The lecture series, ‘Exploding Mangoes and Other Seasonal Fruits-Readings and Conversations with Mohammad Hanif’, was organised at the Aga Khan University, where Hanif, author of A Case of Exploding Mangoes, was the chief guest. “If you [can only] read and write in Punjabi, you don’t have many job opportunities available and the same is the case with Urdu,” he said. “As a writer I believe one must know more than one language.” Politico-fictions are the only genre that I can write, Hanif admitted to his audience. “I read somewhere that politics is the only real Art, the rest is propaganda,” he added, justifying why he would never move away from the genre.
Hanif narrated how General Ziaul-Haq’s son, Ejazul Haq, told him, “I would have seen how this book would have been written if my father would have been there.” However, Ejaz had not read the book. “But my wife has,” he had told Hanif.
Literary influences Hanif said he was a great fan of Lorrie Moore, an American fiction writer. He also called Manto an inspiration. “If you have read Manto when you were in matric, it would have inspired you for a long time.
The literary influence that I received as a small child was in the company of meirassis [folk singers].”
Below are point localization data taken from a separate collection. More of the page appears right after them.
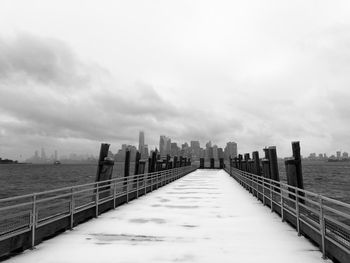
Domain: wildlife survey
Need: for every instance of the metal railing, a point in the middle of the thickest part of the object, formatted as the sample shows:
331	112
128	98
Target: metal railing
328	219
27	213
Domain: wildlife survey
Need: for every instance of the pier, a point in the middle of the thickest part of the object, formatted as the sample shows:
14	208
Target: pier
202	217
178	212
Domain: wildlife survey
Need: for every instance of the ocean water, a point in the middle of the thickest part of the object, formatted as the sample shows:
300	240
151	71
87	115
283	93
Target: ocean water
328	179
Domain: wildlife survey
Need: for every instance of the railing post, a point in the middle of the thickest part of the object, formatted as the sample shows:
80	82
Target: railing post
282	206
322	228
72	207
263	191
114	194
297	212
33	220
271	202
137	186
97	197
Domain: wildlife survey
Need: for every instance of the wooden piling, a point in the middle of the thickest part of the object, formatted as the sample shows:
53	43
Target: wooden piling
235	162
240	166
181	160
273	163
149	164
175	162
137	162
153	161
266	168
167	162
142	166
126	166
221	163
212	163
257	167
291	172
104	170
103	154
297	158
201	163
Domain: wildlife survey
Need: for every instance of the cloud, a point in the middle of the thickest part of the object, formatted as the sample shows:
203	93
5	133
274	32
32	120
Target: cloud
48	94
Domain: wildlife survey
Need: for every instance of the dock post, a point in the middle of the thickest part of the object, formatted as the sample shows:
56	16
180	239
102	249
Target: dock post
137	162
136	171
240	157
266	175
127	172
104	169
201	163
297	157
273	163
153	162
257	168
175	162
212	163
221	163
167	162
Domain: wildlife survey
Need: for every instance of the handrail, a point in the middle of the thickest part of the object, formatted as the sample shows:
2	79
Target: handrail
330	218
48	206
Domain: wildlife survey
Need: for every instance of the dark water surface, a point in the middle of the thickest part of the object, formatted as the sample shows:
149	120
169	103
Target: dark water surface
329	179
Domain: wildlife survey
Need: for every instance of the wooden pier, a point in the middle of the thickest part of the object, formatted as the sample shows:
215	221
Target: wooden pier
322	225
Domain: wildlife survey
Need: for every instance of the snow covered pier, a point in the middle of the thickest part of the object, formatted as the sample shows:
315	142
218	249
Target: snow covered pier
205	216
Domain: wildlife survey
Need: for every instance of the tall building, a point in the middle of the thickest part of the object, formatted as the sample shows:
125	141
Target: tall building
174	151
195	149
338	154
43	154
208	152
220	153
141	141
164	145
215	151
230	150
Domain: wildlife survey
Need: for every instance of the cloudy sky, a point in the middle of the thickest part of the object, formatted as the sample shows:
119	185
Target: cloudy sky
77	73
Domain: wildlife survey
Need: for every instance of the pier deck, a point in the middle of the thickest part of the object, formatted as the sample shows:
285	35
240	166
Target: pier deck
205	216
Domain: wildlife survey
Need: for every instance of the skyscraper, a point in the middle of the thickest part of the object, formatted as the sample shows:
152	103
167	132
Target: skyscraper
230	150
141	141
163	141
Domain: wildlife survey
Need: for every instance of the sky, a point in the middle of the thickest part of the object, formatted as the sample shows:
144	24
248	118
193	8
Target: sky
74	74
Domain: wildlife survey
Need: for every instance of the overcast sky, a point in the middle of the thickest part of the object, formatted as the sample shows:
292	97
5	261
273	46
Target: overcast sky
74	74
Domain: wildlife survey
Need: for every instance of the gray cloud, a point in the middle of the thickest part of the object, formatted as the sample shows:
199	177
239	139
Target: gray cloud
49	94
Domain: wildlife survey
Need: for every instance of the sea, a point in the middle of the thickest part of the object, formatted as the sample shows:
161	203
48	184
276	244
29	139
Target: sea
331	179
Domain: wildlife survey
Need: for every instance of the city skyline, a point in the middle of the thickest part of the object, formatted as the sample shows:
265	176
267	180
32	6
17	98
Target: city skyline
189	69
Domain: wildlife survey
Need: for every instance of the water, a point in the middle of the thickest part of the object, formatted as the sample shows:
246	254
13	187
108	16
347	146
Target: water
328	179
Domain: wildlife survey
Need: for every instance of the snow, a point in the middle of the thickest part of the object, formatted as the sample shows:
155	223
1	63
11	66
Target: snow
205	216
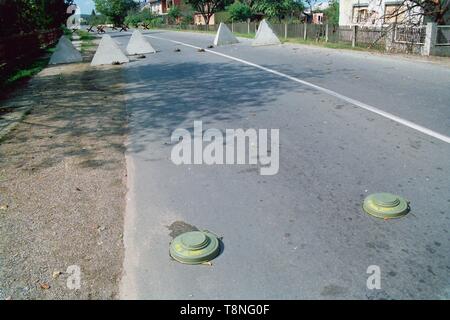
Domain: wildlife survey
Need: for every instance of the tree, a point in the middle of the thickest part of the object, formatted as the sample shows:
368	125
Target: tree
28	15
417	11
174	13
332	12
206	7
277	8
239	11
116	10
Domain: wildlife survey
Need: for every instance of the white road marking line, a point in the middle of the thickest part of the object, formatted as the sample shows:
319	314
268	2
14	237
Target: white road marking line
357	103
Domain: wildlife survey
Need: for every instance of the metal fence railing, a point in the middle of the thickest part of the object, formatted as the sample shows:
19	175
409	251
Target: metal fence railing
443	36
409	34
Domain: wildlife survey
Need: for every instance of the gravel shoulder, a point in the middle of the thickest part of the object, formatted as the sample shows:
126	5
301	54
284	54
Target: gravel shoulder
63	186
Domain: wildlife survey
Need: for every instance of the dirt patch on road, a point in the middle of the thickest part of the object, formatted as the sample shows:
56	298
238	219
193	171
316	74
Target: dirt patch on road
63	186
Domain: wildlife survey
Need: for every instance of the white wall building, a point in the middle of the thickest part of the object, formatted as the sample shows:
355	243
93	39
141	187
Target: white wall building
375	13
155	6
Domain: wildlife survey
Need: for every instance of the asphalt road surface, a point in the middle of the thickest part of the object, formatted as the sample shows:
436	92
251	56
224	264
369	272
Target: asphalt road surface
300	233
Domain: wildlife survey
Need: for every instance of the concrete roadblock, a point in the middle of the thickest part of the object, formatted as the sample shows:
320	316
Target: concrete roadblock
224	36
108	52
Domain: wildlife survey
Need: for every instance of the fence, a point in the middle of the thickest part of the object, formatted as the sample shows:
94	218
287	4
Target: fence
443	36
409	34
392	38
19	50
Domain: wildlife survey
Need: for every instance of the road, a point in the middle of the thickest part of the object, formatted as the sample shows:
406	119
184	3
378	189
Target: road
299	234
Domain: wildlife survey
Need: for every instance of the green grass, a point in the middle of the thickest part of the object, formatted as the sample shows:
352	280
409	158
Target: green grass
333	45
85	36
86	40
30	70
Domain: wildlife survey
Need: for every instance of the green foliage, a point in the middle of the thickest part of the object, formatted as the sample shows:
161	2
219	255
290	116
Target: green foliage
29	15
332	13
278	8
207	7
239	11
116	10
174	14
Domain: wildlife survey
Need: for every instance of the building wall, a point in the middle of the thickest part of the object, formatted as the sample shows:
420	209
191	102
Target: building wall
372	13
199	20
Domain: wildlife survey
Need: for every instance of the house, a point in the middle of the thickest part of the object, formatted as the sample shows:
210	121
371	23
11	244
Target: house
161	7
376	13
317	18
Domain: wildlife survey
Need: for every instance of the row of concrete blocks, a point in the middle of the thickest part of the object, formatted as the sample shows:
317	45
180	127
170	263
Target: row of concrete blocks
108	52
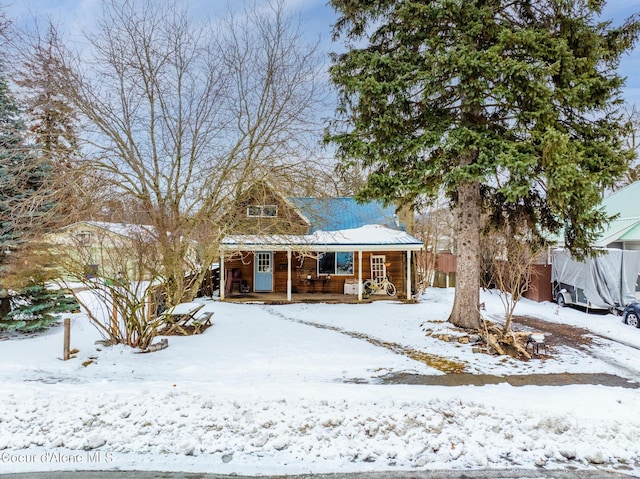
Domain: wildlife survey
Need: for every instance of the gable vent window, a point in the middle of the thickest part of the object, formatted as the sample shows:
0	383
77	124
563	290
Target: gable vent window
262	211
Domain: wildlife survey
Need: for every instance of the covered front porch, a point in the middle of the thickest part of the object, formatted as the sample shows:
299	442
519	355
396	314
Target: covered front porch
318	265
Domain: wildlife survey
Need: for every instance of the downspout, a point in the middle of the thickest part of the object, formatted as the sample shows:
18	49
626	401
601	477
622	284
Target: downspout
289	275
408	274
360	275
222	285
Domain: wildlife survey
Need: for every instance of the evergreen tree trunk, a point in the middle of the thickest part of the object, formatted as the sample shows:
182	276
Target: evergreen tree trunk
465	312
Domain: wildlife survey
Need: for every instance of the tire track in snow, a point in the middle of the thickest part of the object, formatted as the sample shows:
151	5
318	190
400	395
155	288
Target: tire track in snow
440	363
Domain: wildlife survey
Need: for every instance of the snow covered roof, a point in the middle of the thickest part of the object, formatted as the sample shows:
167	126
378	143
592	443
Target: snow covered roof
333	214
365	238
127	230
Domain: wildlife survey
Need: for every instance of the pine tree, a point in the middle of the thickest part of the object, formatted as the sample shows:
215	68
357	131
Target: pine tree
508	106
37	307
25	211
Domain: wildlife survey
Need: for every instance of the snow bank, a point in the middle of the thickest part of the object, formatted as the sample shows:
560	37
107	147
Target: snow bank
167	428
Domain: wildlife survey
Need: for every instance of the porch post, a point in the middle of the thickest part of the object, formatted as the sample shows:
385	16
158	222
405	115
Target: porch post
359	275
408	274
288	275
222	285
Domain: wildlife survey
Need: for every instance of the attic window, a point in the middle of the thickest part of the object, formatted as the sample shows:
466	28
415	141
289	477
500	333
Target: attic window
84	238
262	211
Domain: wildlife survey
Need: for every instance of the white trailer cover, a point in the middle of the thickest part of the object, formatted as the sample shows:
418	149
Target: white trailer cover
608	280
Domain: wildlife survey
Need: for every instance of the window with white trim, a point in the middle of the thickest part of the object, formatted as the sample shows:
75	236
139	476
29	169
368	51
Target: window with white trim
339	263
262	211
378	266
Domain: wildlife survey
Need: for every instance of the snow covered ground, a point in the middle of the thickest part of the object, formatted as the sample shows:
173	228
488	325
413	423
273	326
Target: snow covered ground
296	388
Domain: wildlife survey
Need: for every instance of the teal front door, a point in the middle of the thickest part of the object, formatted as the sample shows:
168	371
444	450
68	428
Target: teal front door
263	268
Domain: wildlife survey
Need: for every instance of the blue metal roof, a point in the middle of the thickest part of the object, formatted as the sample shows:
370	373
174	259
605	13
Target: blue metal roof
332	214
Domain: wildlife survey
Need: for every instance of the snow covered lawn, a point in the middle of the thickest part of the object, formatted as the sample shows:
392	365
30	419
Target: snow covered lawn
295	388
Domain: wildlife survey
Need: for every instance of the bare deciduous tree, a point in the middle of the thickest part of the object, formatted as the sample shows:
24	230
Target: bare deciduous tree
183	114
508	258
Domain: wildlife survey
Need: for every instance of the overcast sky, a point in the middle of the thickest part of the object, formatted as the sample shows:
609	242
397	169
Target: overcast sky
75	15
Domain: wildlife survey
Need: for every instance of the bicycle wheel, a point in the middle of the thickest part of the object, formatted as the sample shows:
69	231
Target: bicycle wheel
390	289
368	286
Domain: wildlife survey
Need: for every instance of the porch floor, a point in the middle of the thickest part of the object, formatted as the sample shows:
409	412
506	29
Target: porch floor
280	298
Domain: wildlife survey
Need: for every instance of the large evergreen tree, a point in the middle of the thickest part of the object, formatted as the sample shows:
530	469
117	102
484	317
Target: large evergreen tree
503	104
25	211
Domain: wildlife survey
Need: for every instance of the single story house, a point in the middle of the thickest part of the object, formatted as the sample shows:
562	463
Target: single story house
105	249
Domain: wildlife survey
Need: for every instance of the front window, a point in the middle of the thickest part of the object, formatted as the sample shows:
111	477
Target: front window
262	211
339	264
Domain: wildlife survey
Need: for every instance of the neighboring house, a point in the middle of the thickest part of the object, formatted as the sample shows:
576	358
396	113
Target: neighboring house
314	245
612	279
624	231
107	250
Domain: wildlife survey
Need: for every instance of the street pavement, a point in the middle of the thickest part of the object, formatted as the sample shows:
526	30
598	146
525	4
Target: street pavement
435	474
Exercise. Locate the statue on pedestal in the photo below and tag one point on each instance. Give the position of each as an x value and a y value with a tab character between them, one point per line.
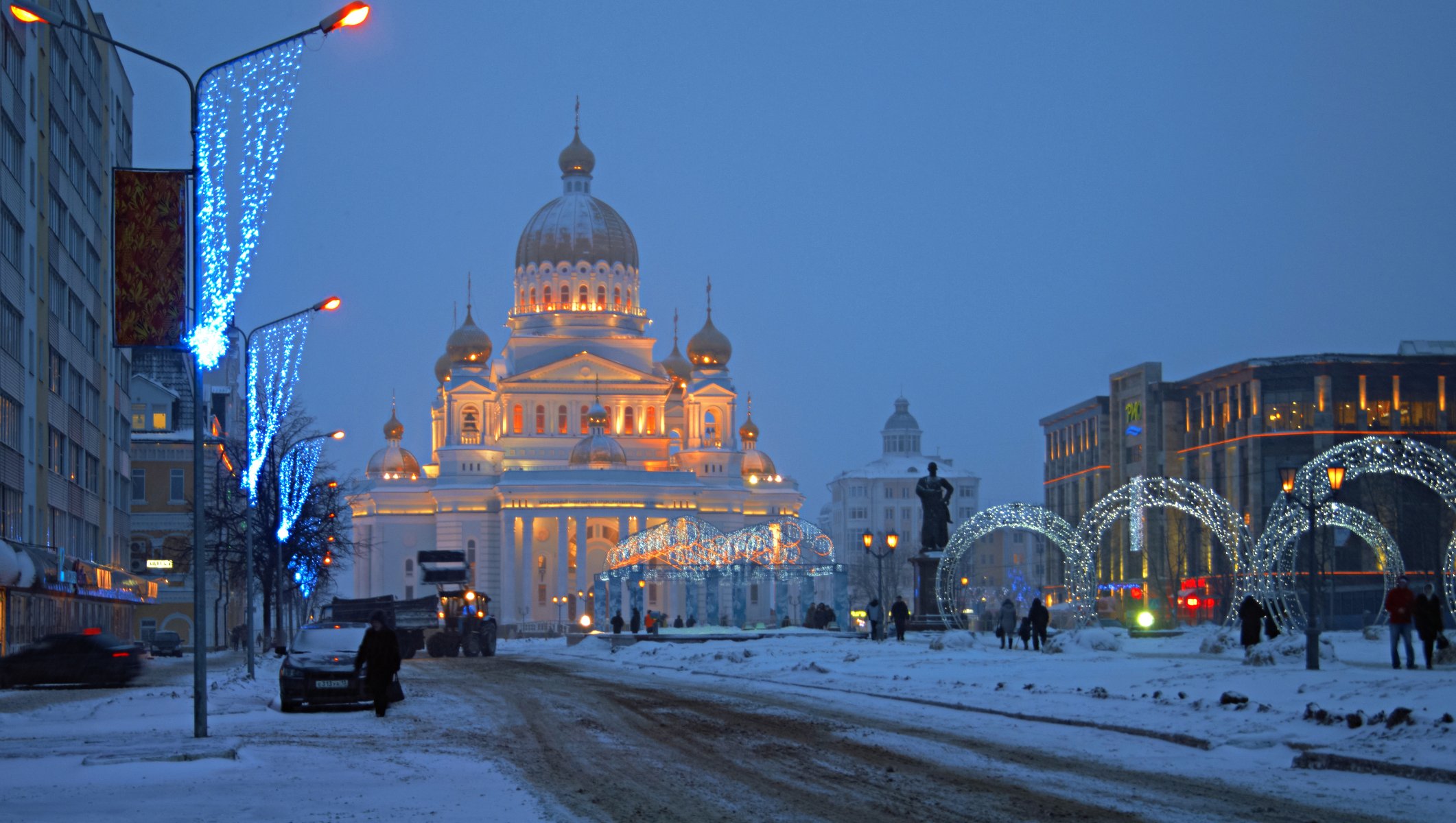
935	502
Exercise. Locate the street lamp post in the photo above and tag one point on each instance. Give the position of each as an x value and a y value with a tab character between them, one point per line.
328	305
891	541
279	567
1337	476
350	15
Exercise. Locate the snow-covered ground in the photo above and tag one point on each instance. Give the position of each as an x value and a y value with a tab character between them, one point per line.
1171	684
104	755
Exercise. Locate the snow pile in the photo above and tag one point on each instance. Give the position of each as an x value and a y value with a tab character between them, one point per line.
1085	640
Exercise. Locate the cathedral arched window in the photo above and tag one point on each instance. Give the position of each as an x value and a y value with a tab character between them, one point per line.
711	427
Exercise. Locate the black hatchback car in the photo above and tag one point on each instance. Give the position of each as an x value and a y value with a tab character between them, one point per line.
89	656
319	667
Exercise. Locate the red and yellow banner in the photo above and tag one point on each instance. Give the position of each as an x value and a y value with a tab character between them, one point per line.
150	257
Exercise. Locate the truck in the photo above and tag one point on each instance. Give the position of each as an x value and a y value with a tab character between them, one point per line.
455	623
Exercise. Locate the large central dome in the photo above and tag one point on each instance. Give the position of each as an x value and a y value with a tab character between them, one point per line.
577	227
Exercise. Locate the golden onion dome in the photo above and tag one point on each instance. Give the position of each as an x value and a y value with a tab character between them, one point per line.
469	344
758	464
709	346
394	429
577	159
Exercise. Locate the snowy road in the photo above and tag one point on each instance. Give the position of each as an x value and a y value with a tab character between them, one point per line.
551	733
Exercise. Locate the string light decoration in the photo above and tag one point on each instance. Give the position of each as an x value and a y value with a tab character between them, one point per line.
294	481
1276	554
689	549
1015	516
1427	466
272	370
257	96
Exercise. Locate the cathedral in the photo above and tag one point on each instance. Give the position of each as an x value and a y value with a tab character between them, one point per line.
570	437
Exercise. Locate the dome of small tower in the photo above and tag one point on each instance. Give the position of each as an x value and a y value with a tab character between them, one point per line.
469	344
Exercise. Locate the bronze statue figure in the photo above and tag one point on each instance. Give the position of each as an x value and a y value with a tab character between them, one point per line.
935	503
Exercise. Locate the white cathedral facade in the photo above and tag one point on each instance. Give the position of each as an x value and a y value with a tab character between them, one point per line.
573	435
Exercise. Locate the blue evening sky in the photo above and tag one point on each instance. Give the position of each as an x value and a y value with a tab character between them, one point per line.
991	206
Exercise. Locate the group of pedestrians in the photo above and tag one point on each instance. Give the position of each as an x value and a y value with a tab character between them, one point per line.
1422	612
1030	628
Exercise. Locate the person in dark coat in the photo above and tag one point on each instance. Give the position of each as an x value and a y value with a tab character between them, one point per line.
1040	617
380	654
900	612
876	614
1007	624
1251	623
1429	621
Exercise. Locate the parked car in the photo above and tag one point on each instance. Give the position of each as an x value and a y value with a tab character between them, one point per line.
318	668
166	645
89	656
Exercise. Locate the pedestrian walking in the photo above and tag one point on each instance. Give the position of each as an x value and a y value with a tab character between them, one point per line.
876	614
900	612
1430	624
1007	624
1040	617
380	654
1398	604
1251	623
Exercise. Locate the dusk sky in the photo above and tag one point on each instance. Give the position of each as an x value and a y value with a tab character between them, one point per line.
991	207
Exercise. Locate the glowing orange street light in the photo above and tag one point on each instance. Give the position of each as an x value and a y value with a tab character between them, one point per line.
351	15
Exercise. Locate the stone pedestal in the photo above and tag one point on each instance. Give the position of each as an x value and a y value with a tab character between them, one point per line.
926	610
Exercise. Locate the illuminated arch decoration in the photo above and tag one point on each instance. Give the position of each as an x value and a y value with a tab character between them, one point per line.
257	92
1427	466
1278	553
1018	516
1191	499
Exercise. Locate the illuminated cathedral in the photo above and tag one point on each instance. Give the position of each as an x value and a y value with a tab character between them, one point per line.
573	435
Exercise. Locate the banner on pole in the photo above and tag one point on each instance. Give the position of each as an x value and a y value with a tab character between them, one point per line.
150	257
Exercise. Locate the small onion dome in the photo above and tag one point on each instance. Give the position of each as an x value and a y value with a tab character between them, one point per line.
469	344
392	463
709	346
577	159
677	367
394	429
749	432
758	466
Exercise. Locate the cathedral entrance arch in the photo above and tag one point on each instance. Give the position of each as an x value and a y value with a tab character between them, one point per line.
1017	516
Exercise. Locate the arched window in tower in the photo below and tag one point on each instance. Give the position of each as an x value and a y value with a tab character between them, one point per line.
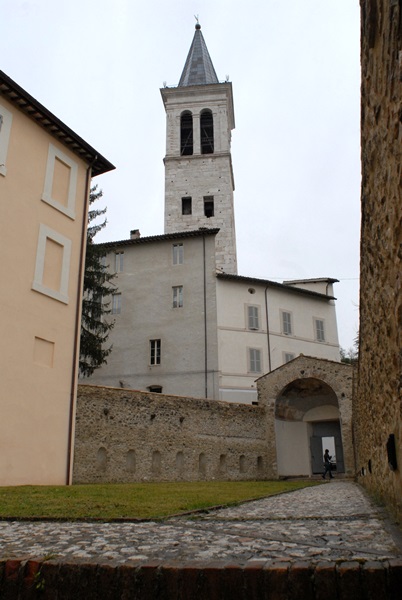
207	132
186	134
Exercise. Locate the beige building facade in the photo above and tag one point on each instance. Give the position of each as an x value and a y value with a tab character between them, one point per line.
45	172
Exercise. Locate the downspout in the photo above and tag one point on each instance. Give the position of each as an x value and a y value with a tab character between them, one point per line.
205	319
74	372
268	338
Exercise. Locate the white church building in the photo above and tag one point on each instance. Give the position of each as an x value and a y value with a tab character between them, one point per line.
185	322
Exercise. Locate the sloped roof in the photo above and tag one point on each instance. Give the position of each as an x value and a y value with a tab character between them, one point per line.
44	118
160	238
198	69
273	284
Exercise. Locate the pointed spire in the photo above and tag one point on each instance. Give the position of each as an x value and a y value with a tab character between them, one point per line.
198	69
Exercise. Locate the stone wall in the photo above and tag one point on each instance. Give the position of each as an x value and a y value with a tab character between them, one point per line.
338	376
255	580
126	435
378	402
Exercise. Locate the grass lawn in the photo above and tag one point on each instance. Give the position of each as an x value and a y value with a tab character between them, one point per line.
132	500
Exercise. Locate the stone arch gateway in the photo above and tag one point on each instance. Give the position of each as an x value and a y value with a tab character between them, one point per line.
308	404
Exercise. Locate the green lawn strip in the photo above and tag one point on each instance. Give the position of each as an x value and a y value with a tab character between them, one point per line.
134	500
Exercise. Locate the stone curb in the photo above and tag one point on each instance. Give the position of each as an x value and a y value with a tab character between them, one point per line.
214	580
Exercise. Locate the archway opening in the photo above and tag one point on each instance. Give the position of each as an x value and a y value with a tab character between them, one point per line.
306	420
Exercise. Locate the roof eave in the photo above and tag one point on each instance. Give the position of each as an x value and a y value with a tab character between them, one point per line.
53	125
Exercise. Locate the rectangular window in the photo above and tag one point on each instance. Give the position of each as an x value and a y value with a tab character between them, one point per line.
177	296
52	267
209	206
252	317
155	352
254	360
288	356
286	323
186	206
60	186
178	254
119	258
319	330
116	304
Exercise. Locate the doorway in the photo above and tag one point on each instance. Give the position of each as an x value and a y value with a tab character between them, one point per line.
326	435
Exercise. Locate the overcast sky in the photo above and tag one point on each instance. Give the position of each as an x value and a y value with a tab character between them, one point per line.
98	66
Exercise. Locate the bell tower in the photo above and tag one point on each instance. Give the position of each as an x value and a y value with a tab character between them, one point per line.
199	180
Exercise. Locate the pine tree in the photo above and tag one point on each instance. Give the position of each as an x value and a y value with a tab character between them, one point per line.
95	328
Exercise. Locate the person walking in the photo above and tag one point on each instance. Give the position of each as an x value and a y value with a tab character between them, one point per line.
327	465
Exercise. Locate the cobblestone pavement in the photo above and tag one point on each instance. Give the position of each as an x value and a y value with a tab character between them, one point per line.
327	522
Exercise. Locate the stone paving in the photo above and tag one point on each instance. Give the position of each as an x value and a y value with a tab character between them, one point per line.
335	521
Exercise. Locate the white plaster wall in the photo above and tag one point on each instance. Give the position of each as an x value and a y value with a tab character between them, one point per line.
235	339
147	313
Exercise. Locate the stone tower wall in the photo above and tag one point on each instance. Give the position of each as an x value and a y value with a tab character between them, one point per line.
378	404
201	175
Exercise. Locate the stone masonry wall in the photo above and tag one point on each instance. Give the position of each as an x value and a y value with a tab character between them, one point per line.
378	402
338	376
255	580
126	435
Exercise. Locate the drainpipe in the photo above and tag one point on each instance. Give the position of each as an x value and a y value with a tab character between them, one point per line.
268	338
74	371
205	319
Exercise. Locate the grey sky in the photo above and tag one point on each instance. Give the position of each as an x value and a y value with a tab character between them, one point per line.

Dictator’s Wife Commenting on his work A Dictator’s Wife, an original play, he said; “[I believe] she was a positive character. Ethics apart I thought it would not be fair if we missed out on her.” When asked from the audience if he plans to write a book on General Musharraf, he remarked, “No. Cartoons are better off [in describing him].” Hanif read out some passages from his novel and some of his other writings as well.